Afhankelijk van de reactie van de Burundese regering op de besluiten van de Raad voor Vrede en Veiligheid van de AU, en van de toekomstige ontwikkelingen, is de EU bereid deze procedures te initiëren, ook op het gebied van samenwerking, om ervoor te zorgen dat Burundi deze verplichtingen nakomt.
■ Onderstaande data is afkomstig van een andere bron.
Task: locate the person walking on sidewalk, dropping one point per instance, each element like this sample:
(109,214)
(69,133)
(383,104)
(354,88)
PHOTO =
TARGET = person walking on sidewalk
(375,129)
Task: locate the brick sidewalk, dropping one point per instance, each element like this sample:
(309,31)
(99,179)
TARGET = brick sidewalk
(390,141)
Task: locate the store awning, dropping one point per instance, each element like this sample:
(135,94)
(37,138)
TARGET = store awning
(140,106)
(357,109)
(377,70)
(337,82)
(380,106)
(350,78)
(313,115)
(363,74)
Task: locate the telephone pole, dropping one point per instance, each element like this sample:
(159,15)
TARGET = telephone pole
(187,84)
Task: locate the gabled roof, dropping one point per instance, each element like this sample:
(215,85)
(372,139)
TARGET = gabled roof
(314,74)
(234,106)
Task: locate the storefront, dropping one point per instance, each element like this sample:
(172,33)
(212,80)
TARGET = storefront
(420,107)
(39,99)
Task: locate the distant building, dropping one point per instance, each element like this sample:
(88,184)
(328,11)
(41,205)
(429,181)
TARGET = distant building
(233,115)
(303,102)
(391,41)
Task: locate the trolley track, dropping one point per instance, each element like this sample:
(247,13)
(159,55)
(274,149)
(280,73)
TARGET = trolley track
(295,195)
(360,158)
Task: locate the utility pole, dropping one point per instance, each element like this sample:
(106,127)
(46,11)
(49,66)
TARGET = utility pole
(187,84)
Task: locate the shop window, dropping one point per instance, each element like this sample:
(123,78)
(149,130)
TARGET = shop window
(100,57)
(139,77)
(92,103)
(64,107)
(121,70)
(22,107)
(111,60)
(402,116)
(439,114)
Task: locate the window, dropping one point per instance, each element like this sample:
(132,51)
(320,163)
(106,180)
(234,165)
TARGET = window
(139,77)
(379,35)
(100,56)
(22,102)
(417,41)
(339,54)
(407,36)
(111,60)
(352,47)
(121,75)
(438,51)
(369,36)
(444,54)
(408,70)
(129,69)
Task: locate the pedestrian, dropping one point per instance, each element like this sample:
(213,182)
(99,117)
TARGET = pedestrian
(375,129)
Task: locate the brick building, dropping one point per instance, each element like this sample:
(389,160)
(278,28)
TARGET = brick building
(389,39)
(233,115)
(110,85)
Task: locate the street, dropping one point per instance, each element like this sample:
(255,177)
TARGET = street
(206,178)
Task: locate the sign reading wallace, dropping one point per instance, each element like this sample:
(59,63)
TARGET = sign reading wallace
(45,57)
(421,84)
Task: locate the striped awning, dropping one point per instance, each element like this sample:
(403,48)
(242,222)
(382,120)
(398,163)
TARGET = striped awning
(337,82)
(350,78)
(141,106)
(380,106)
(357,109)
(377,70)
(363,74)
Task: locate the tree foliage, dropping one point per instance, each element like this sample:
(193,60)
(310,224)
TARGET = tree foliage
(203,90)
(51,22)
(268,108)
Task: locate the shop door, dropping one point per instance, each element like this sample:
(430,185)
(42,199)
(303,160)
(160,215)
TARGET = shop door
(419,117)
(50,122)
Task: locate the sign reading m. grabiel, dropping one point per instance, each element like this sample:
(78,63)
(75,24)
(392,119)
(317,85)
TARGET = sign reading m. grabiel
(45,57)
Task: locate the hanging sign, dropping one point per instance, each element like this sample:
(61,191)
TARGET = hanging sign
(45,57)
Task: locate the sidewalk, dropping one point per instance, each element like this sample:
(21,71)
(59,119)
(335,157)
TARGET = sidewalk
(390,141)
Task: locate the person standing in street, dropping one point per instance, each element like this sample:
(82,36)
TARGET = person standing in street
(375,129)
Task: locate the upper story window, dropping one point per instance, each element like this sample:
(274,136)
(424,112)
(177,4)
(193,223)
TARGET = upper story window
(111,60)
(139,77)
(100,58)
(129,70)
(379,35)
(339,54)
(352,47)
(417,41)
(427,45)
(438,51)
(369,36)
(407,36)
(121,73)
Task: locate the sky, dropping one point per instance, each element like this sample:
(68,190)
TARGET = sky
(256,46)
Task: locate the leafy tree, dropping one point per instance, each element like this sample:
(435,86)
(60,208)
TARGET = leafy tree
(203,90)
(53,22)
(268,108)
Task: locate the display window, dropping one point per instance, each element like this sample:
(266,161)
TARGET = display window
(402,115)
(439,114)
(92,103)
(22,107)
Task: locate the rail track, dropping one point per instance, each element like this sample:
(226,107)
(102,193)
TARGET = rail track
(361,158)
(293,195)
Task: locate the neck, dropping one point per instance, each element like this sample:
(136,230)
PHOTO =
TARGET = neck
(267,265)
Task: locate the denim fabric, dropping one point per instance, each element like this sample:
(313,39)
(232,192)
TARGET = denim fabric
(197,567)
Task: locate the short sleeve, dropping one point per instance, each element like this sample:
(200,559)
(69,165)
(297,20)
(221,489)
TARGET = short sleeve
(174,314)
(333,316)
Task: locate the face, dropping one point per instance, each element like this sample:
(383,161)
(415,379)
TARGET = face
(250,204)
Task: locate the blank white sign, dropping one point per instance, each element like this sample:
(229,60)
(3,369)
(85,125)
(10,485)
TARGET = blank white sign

De EU benadrukt dat de verplichtingen van de Overeenkomst van Cotonou ook van toepassing zijn op alle staten die partij zijn bij de overeenkomst.

  • 7. 
    De EU spreekt tevens haar ernstige bezorgdheid uit over de onophoudelijke vluchtelingenstroom naar de buurlanden. Zij bevestigt haar steun aan de humanitaire organisaties in de regio, die tegemoetkomen aan de onmiddellijke behoeften van de vluchtelingen. Zij prijst de autoriteiten van de ontvangende landen voor hun politiek van openheid en opvang ten aanzien van de bevolkingsgroepen die buiten hun grenzen een onderkomen zoeken.